On June 11, Thomson Corp. was listed on the New York Stock Exchange (NYSE), one of the largest companies added to that market this year. The lead underwriters were Merrill Lynch & Co. and Morgan Stanley. In making the decision, Thomson originally intended to raise $1.5 billion, with shares listed on the Toronto Stock Exchange (TSE). The company anticipated raising $500 million from issuing new shares and an additional $1 billion from selling shares held by Woodbridge, Inc., the Thomson family's holding company. Hopes were high as Richard Harrington and Ken Thomson rang the bell for the opening of the NYSE that Tuesday. The reality was slightly disappointing (although the company puts a good face on it), with Harrington citing a "volatile market."
The 32 million shares offered represented 14.6 million new shares plus 17.4 million existing shares from the Thomson family holdings through Woodbridge. Priced at $31.20 at the beginning of the opening day, by the end of the day the price of shares had dropped slightly to $30.98. First reports of the NYSE listing had the number of shares pegged at 38 million; this was later reduced to 32 million. Given the soft market, Thomson opted to reduce the offering by 16 percent. The reduction came in the shares owned by Woodbridge rather than new shares. Still, the company and the family ended up pocketing $1 billion—hardly chump change. The official word from Thomson is that the money will be used to pay down debt and for general corporate purposes. According to a company spokesman, it was appropriate for Thomson to be on the largest capital market in the world.
Thomson intends to continue its Toronto Stock Exchange listing, but canceled its listing on the London Stock Exchange (LSE), where it had two thinly traded listings, a vestige of its past presence as an owner of British newspapers. Both were redeemed on June 17 in conjunction with the NYSE launch.
The NYSE listing is not an IPO, although it's surprising how many assumed that was the case. Even The Daily Deal's Laura King mistakenly referred to it as an IPO, as did analyst Jake Balzer of Edward Jones and Co. Over at CBS MarketWatch, Steve Gelbie noted, "It's about as close as a company can get" to an IPO, but there was no necessity for an S-1 filing with the U.S. Securities and Exchange Commission.

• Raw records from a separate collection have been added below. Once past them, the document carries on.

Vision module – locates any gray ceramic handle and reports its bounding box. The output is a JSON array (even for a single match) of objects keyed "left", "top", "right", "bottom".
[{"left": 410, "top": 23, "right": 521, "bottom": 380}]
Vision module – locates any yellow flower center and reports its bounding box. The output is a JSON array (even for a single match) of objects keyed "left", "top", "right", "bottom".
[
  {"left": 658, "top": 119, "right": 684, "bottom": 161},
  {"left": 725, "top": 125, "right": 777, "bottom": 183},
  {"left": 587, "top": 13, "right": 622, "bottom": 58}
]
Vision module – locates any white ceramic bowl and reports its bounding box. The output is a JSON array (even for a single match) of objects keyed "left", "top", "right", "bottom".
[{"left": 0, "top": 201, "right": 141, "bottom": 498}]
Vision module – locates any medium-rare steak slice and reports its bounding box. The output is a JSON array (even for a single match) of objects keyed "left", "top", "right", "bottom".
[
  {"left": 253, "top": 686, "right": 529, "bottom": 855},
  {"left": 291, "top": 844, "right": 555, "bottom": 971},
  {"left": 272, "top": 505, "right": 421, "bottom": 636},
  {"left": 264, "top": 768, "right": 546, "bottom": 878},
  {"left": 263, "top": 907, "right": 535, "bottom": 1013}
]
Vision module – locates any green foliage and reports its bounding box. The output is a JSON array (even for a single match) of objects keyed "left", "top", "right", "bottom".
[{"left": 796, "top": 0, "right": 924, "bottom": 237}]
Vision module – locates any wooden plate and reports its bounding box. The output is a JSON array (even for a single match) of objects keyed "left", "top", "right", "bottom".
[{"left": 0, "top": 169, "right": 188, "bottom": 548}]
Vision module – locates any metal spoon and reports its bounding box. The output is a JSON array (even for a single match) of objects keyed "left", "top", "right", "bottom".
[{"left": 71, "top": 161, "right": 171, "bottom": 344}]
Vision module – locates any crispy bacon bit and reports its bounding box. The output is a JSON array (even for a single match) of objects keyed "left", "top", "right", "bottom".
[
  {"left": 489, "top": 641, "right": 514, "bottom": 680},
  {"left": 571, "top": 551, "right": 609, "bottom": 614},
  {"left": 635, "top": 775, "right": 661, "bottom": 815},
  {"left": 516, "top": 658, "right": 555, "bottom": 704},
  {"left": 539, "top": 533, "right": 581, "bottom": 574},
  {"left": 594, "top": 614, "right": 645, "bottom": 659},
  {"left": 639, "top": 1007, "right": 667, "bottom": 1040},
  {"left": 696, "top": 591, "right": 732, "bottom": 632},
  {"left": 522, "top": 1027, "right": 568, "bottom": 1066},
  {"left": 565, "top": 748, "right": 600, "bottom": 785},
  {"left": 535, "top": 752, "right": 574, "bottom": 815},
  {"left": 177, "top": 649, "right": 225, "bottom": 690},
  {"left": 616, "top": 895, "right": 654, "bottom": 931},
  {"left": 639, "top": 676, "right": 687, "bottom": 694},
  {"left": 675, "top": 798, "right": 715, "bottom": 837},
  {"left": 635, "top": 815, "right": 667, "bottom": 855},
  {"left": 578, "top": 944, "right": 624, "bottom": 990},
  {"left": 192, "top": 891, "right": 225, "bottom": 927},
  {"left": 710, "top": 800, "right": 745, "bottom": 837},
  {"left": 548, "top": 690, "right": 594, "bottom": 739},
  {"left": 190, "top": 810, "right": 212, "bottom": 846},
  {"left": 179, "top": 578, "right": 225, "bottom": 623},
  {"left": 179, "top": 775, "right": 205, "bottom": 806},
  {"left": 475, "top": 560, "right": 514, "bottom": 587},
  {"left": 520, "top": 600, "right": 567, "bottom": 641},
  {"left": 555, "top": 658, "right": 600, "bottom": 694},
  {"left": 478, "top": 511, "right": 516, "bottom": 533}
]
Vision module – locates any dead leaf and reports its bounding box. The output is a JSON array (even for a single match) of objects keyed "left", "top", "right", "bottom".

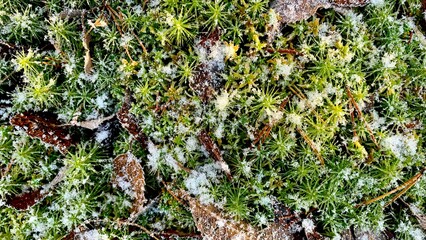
[
  {"left": 330, "top": 0, "right": 370, "bottom": 7},
  {"left": 10, "top": 111, "right": 74, "bottom": 154},
  {"left": 6, "top": 189, "right": 44, "bottom": 210},
  {"left": 407, "top": 204, "right": 426, "bottom": 230},
  {"left": 116, "top": 93, "right": 146, "bottom": 147},
  {"left": 113, "top": 153, "right": 146, "bottom": 218},
  {"left": 83, "top": 33, "right": 93, "bottom": 74},
  {"left": 340, "top": 228, "right": 395, "bottom": 240},
  {"left": 198, "top": 130, "right": 232, "bottom": 180},
  {"left": 70, "top": 115, "right": 115, "bottom": 130},
  {"left": 271, "top": 0, "right": 331, "bottom": 23},
  {"left": 271, "top": 0, "right": 370, "bottom": 23},
  {"left": 171, "top": 190, "right": 324, "bottom": 240},
  {"left": 177, "top": 191, "right": 257, "bottom": 240}
]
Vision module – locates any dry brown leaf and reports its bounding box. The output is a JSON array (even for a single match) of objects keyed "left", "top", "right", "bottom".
[
  {"left": 176, "top": 191, "right": 257, "bottom": 240},
  {"left": 83, "top": 33, "right": 93, "bottom": 74},
  {"left": 408, "top": 204, "right": 426, "bottom": 230},
  {"left": 70, "top": 115, "right": 115, "bottom": 130},
  {"left": 330, "top": 0, "right": 370, "bottom": 7},
  {"left": 198, "top": 130, "right": 232, "bottom": 180},
  {"left": 340, "top": 228, "right": 395, "bottom": 240},
  {"left": 271, "top": 0, "right": 370, "bottom": 23},
  {"left": 10, "top": 111, "right": 74, "bottom": 154},
  {"left": 175, "top": 190, "right": 324, "bottom": 240},
  {"left": 113, "top": 153, "right": 146, "bottom": 218},
  {"left": 116, "top": 93, "right": 146, "bottom": 147},
  {"left": 271, "top": 0, "right": 331, "bottom": 23}
]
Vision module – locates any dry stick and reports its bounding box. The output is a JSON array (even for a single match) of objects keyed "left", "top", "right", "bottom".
[
  {"left": 385, "top": 168, "right": 426, "bottom": 207},
  {"left": 346, "top": 86, "right": 380, "bottom": 149},
  {"left": 355, "top": 168, "right": 426, "bottom": 207},
  {"left": 296, "top": 127, "right": 325, "bottom": 166}
]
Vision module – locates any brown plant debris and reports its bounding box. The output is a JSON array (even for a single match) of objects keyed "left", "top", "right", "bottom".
[
  {"left": 113, "top": 153, "right": 146, "bottom": 218},
  {"left": 198, "top": 130, "right": 232, "bottom": 180},
  {"left": 10, "top": 111, "right": 74, "bottom": 154},
  {"left": 356, "top": 168, "right": 426, "bottom": 207},
  {"left": 173, "top": 191, "right": 324, "bottom": 240},
  {"left": 189, "top": 30, "right": 223, "bottom": 103},
  {"left": 407, "top": 204, "right": 426, "bottom": 230},
  {"left": 271, "top": 0, "right": 370, "bottom": 23},
  {"left": 116, "top": 93, "right": 146, "bottom": 147},
  {"left": 69, "top": 115, "right": 114, "bottom": 130},
  {"left": 258, "top": 200, "right": 324, "bottom": 240},
  {"left": 340, "top": 228, "right": 395, "bottom": 240},
  {"left": 6, "top": 189, "right": 44, "bottom": 210}
]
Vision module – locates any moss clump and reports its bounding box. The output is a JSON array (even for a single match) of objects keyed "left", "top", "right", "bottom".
[{"left": 0, "top": 0, "right": 426, "bottom": 239}]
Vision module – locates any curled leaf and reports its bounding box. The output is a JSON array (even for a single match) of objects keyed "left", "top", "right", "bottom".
[
  {"left": 271, "top": 0, "right": 330, "bottom": 23},
  {"left": 10, "top": 112, "right": 74, "bottom": 154},
  {"left": 113, "top": 153, "right": 146, "bottom": 218},
  {"left": 198, "top": 130, "right": 232, "bottom": 180}
]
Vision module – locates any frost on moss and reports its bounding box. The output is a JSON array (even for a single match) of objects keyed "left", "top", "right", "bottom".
[{"left": 0, "top": 0, "right": 426, "bottom": 239}]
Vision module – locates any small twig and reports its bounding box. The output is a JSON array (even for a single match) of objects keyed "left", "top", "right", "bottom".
[
  {"left": 346, "top": 86, "right": 380, "bottom": 149},
  {"left": 355, "top": 168, "right": 426, "bottom": 207}
]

If financial commentators are confused about whether or not Thomson's NYSE listing is an IPO or not, can Thomson customers be excused for not getting the picture either? I was amazed at the number of Thomson customers I talked with who honestly didn't know the company traded on any exchange. They thought it was a private family-owned business. Factor Woodbridge into the equation and the customers aren't that far off. After Thomson's listing on the NYSE, Woodbridge's ownership had dropped to "only" 67 percent of the company vs. the 73 percent it owned prior to the offering. In my book, that's still majority ownership.
Some of the confusion may derive from the fact that Thomson has primarily traded as a Canadian company, although it reports its financials in U.S. dollars and has headquarters both in Toronto and Stamford, Connecticut. Having its shares traded on the Toronto Exchange gave it few bragging rights. To be on many investors' radar screens, companies need to be listed in the U.S. The move also adds to the liquidity of company shares and makes it easier for individual investors to buy stock.
According to Mark Capaldini, MCG Capital Corp.'s managing director focused on information services, Thomson's listing on the NYSE can potentially give the company a higher valuation as well. Greater visibility is another factor. In the past, Thomson companies did not flaunt the Thomson banner. Today, they display similar logos, include the word Thomson on their Web sites and marketing literature, cluster together on exhibit floors, and show a formerly inconceivable cohesiveness and willingness to collaborate.
The normal reason for floating new shares is to raise capital for a specific endeavor, frequently when acquiring another company. In the case of Thomson, the most-speculated acquisition target is Bloomberg. According to everyone at Thomson, that is not the purpose of this particular offering. Interestingly, only a week after the cash entered Thomson's coffers, the company announced the purchase of select courseware, technology, and e-learning assets from McGraw-Hill's Lifetime Learning division. However, this appears to be a fluke of timing. The deal, rumored to be worth well under $25 million, just happened to close hot on the heels of the NYSE offering. It does have strategic importance in that it underscores the emphasis being placed by Thomson on its Enterprise Learning unit.
Capaldini raises a larger, more philosophical issue. "Having a company as large as Thomson list on the New York Stock Exchange could help define the entire industry. How many people know what the information content or the information services industry is? Can we ourselves even define it?" He has a point. Outside the narrow confines of those in the library and information arena, the notion of an information industry is nonexistent. Electronically available information means the Internet, not companies like Reed Elsevier, Factiva, and Thomson. Companies that produce bibliographic databases are even more obscure. With any luck, having the Thomson Corp. trade publicly in the U.S. on the prestigious New York Stock Exchange will bring what some estimate as a $100 billion industry to the attention of the general public, lending credibility and validity to us, not to mention allowing for economic growth in the information sector.